The biological response of some anti-cancer therapeutic agents is probably mediated via the tumour vasculature. A novel approach using 19F NMR spectroscopy in vivo has been developed to directly measure changes in vascular perfusion volume in experimental tumours. A 100% w/v perfluorooctylebromide (PFOB) emulsion was used as a tracer. For a fixed position of a 7 mm surface coil placed over the tumour, the signal from the PFOB rapidly reached an equilibrium value remaining unchanged for at least 2 hours. Since the strength of the fluorine signal is directly proportional to the perfusion volume of the tumour vasculature, reduction of signal intensity should correspond directly to any reduction in volume which may be a manifestation of a change in the tumour blood flow.

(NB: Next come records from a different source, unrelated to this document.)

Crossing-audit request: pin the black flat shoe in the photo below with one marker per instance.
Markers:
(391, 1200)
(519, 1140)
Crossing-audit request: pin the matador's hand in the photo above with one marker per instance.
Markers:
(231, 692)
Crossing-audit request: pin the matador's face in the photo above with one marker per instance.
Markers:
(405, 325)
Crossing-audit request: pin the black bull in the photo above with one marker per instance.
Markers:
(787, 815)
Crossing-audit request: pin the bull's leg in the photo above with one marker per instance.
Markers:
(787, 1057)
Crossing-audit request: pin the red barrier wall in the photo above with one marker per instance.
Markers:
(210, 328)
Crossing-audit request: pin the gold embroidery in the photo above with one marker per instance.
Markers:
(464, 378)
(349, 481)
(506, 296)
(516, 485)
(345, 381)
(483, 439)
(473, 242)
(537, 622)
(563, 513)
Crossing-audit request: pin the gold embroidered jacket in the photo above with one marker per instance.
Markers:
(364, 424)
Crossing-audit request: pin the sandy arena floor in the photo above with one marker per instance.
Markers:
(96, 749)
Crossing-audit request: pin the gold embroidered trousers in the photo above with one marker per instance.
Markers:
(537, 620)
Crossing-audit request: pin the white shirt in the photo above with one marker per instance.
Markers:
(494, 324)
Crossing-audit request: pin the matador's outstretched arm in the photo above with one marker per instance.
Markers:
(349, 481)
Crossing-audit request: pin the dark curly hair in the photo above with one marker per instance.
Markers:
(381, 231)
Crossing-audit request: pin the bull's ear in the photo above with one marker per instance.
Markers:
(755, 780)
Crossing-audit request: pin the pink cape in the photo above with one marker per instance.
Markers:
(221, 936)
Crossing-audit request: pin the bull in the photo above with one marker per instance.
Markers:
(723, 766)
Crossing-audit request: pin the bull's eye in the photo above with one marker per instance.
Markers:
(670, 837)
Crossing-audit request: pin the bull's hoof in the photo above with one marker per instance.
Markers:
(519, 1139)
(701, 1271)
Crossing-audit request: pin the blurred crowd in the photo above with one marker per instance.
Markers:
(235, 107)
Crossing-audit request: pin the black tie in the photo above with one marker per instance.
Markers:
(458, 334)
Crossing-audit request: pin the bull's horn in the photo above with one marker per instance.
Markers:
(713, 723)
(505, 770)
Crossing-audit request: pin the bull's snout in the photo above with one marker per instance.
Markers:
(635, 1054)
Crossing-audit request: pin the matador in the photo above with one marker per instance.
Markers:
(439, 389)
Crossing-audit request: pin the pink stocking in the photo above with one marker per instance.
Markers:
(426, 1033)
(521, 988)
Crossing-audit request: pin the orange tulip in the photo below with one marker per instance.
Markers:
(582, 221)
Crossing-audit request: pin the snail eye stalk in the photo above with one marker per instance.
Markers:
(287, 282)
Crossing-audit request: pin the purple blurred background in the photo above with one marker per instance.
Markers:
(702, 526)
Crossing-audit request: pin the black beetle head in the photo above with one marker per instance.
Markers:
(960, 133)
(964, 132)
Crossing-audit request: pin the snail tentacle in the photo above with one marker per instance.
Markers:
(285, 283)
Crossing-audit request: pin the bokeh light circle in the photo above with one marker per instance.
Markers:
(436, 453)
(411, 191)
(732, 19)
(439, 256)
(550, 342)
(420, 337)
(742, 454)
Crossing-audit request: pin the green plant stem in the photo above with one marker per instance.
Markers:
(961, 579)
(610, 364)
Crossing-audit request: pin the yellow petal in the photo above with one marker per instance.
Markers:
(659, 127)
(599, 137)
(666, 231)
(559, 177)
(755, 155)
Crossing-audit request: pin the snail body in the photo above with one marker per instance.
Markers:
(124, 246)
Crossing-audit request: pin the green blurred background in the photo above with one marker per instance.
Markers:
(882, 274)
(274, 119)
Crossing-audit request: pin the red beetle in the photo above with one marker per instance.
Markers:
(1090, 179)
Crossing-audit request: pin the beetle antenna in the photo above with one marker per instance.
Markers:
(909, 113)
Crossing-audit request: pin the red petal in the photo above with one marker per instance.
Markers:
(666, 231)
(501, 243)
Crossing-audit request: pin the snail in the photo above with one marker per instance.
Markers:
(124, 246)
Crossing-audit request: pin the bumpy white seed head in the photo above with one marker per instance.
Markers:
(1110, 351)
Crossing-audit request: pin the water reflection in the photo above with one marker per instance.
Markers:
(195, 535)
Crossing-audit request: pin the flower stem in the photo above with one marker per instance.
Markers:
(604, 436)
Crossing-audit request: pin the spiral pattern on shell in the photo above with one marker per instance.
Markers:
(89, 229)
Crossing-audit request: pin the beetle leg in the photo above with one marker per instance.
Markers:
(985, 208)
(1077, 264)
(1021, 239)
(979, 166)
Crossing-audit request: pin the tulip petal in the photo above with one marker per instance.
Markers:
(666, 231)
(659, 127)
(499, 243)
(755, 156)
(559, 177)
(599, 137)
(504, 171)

This hypothesis was investigated using hydralazine as a physiological modifier of tumour blood flow. Administration of 5 mg/kg of hydralazine following dosing with the PFOB emulsion reduced the 19F signal intensity from the murine tumors RIF-1 and KHT and from the human tumour HT29 with no or little reduction in the SCCVII/Ha murine and HX118 human tumours. Changes in blood volume in KHT tumour accompanied local changes in tumour blood flow rate as measured by the Xe-133 clearance rate technique. Thus, these data demonstrate the potential of the PFOB emulsion as a 19F NMR tracer of the vasculature to measure changes induced by therapeutic agents on blood volume in accessible tumours. This method may also be useful to detect early changes in blood volume produced during angiogenesis of solid tumours or angiostatic activity of anti-cancer drugs.